Quasi eine unkonventionelle Auslegung des Ganzen, während Boateng und auch Martinez die Aufgabe eher im klassischen Sinne begreifen, den Fokus vor allem auf Robustheit im Zweikampf und Erfahrung legen. Eine Position, zwei verschiedene Spielertypen, die in den vergangenen Wochen immer wieder Seit an Seit verteidigten.
So deutlich wie im Spiel gegen Bremen hatte sich zuvor selten gezeigt, welche Eigenschaften sich besser für das Flick'sche Vorhaben eignen und somit zukunftsträchtiger mit Blick auf die restliche Saison, die mit großer Wahrscheinlichkeit unter der Ägide des einstigen Co-Bundestrainers bis zum Sommer fortgesetzt wird. So gegensätzlich wie Boatengs und Alabas Mixed-Zone-Auftritt liefen nämlich die beiden Halbzeiten ab. Erst als Flick in der Pause Umstellungen vornahm, Pavard von rechts neben Alaba beorderte und Kimmich nach hinten zog, auf dessen ehemalige Rechtsverteidigerposition, lief es für die Hausherren wieder rund.

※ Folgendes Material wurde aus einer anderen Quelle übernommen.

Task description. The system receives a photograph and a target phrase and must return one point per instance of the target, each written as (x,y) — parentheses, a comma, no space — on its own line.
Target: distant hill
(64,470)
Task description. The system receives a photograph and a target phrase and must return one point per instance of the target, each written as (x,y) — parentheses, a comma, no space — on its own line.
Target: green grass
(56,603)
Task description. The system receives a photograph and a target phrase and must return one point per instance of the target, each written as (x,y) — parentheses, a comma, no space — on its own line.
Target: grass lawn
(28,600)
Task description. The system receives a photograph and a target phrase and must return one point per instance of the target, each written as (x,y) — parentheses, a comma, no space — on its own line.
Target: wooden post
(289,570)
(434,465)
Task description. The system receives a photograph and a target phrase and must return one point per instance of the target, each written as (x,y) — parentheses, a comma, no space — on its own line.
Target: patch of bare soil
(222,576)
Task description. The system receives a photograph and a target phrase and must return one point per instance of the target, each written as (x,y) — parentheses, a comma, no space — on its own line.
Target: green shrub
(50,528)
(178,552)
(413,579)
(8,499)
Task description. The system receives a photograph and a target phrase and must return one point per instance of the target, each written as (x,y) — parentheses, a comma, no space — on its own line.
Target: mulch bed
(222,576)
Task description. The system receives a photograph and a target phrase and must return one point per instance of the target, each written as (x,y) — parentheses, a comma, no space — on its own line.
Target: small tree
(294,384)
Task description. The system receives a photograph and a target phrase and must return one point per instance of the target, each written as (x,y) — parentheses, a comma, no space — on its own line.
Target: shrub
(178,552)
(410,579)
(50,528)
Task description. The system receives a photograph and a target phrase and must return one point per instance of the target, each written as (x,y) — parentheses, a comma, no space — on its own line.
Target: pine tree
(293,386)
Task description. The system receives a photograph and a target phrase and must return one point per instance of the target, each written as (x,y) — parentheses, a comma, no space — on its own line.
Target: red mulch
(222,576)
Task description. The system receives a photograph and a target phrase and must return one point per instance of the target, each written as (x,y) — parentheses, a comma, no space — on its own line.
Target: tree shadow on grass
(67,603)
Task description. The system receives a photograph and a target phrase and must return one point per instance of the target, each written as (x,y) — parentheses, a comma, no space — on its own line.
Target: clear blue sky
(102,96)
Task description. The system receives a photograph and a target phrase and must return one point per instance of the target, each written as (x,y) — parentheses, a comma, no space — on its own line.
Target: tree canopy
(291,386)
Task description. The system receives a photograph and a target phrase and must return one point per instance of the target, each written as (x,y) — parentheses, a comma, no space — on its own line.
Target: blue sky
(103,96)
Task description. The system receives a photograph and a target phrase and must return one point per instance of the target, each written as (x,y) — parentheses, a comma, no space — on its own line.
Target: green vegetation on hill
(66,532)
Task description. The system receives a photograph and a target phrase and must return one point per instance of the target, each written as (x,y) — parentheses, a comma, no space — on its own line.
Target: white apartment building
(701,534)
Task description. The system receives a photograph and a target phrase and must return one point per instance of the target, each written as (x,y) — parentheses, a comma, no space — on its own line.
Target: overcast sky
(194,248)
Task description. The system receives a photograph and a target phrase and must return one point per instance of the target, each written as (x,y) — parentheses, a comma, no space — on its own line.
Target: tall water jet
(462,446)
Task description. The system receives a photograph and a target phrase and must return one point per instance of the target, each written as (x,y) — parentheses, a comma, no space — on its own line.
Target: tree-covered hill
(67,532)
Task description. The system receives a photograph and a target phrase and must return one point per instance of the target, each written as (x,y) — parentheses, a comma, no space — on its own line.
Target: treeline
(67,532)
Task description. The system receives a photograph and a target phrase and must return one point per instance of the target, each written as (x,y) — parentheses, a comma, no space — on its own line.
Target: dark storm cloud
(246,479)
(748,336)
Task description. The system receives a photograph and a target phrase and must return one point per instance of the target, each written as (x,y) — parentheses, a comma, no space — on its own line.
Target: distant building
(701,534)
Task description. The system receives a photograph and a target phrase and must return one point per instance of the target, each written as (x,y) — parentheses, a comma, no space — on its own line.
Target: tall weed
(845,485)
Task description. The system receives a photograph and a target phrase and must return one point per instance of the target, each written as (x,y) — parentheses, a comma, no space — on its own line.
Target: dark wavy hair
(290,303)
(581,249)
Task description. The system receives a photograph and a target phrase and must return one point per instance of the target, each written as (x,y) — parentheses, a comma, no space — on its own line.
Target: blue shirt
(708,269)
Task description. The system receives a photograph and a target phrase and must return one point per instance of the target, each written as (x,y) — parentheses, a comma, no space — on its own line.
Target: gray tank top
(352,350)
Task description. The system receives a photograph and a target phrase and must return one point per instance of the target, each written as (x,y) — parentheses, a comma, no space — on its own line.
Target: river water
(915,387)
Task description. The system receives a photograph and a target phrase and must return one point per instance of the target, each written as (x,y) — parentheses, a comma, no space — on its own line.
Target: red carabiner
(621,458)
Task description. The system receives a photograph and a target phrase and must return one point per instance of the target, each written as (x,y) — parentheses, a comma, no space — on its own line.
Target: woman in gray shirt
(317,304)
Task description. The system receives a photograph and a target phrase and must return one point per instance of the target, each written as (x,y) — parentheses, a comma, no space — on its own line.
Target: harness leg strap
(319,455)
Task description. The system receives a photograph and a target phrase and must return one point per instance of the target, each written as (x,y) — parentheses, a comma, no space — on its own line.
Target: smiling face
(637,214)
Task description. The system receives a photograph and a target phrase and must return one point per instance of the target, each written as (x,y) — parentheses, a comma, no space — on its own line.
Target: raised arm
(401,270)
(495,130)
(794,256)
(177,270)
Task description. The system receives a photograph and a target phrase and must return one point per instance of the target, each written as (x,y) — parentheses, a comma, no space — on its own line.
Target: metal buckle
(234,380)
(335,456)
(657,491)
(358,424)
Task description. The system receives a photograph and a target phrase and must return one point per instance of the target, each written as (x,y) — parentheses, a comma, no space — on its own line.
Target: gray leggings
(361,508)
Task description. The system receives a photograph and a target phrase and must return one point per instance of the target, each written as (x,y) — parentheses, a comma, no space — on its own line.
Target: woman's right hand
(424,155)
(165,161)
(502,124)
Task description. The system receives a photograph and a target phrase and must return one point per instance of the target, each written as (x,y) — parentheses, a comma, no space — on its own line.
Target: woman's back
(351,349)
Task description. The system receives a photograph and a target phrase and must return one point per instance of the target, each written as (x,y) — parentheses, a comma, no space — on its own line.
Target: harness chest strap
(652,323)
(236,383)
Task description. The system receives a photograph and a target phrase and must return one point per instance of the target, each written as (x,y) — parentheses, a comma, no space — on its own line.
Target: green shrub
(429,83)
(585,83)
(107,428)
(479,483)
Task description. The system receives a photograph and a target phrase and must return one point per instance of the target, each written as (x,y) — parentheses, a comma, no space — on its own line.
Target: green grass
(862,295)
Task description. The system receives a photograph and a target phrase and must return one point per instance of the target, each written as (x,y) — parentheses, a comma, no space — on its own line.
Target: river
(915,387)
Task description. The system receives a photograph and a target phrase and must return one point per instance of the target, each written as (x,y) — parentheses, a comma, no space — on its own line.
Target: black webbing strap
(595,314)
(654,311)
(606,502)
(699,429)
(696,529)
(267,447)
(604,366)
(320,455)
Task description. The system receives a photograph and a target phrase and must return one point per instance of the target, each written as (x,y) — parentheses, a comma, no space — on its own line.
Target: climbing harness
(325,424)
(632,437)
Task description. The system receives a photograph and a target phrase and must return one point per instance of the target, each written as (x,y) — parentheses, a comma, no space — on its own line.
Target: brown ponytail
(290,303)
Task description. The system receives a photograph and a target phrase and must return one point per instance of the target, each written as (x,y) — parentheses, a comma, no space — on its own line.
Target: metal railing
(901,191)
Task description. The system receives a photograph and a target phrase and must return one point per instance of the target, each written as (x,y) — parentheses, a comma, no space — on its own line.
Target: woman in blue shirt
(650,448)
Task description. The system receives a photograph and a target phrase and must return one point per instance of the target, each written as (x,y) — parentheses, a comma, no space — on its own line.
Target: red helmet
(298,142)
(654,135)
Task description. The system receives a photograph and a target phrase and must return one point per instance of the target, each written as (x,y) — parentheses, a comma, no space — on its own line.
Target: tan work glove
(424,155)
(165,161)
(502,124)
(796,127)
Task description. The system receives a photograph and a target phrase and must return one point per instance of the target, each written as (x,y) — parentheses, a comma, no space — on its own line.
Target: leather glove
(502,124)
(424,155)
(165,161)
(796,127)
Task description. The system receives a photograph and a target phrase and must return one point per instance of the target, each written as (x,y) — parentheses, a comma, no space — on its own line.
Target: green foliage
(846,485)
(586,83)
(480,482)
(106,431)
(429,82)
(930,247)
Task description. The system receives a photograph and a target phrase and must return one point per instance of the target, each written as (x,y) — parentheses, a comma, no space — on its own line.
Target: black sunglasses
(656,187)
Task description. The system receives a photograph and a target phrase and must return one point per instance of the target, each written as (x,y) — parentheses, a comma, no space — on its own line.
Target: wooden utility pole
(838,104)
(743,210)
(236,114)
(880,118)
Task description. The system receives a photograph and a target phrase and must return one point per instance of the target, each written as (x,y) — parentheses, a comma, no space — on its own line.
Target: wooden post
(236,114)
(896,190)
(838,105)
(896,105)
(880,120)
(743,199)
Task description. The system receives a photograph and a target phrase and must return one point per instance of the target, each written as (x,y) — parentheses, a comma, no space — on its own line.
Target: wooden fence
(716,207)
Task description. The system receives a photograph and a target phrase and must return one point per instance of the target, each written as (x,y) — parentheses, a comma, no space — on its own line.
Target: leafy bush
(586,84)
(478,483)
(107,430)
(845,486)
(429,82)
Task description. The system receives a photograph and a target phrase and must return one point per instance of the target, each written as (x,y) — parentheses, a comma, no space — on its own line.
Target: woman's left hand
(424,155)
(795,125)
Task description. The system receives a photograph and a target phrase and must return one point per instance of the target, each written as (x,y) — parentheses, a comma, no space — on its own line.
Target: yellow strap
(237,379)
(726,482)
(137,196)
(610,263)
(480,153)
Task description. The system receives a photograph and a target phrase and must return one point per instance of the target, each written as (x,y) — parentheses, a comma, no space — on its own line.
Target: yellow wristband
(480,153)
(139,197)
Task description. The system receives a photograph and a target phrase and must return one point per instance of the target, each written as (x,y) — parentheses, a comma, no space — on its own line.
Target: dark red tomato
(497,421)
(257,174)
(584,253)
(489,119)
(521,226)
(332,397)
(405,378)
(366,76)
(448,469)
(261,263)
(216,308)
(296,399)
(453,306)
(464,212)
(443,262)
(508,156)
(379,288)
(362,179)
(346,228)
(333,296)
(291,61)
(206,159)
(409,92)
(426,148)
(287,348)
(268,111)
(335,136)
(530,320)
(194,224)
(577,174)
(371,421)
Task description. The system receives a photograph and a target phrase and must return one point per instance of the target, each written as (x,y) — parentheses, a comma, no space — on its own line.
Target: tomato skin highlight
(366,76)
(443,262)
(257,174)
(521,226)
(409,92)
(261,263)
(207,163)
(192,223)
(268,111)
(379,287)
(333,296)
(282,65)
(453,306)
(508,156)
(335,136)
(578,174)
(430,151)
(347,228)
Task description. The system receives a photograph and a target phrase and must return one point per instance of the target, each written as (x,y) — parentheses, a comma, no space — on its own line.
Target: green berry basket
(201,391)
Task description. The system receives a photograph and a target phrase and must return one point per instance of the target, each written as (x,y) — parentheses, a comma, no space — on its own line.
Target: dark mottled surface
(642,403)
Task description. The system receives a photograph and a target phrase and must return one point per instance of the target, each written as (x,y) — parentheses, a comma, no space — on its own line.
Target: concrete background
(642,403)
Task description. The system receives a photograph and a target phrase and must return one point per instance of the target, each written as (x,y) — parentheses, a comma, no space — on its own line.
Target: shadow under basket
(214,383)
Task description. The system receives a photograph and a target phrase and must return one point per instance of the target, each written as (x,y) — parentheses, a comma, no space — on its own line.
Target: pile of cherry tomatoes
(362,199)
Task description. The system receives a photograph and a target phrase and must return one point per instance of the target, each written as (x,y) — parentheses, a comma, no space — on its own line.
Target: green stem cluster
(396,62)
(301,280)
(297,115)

gettyFC Bayern gegen Werder: Die Halbzeitpause als Wendepunkt
Dementsprechend einig waren sich die Protagonisten nach dem Spiel, als es darum ging, den Wendepunkt der Begegnung auszumachen. "Bremen hat das in der ersten Halbzeit gut gemacht. Sie haben schnell umgeschaltet und in die Stellen gespielt, in denen wir nicht gut verteidigt haben", befand Sportdirektor Hasan Salihamidzic und ergänzte: "In der zweiten Halbzeit hatten wir unsere Kontrolle zurück, den Ball laufen gelassen." Robert Lewandowski sagte: "In der ersten Halbzeit hatten wir Probleme. Wir haben dann in der Halbzeit besprochen, was wir besser machen müssen. Wir haben die Aufstellung geändert und etwas einfacher gespielt."
Auf Boatengs gebrauchten Nachmittag angesprochen, verwies Salihamidzic lieber auf die Stärke Rashicas und lobte den Kosovaren für dessen Einzelleistung: "Das war einfach gut gemacht. Er ist sehr schnell und hat viele Freiräume angegriffen." Freiräume, die es später nicht mehr gab.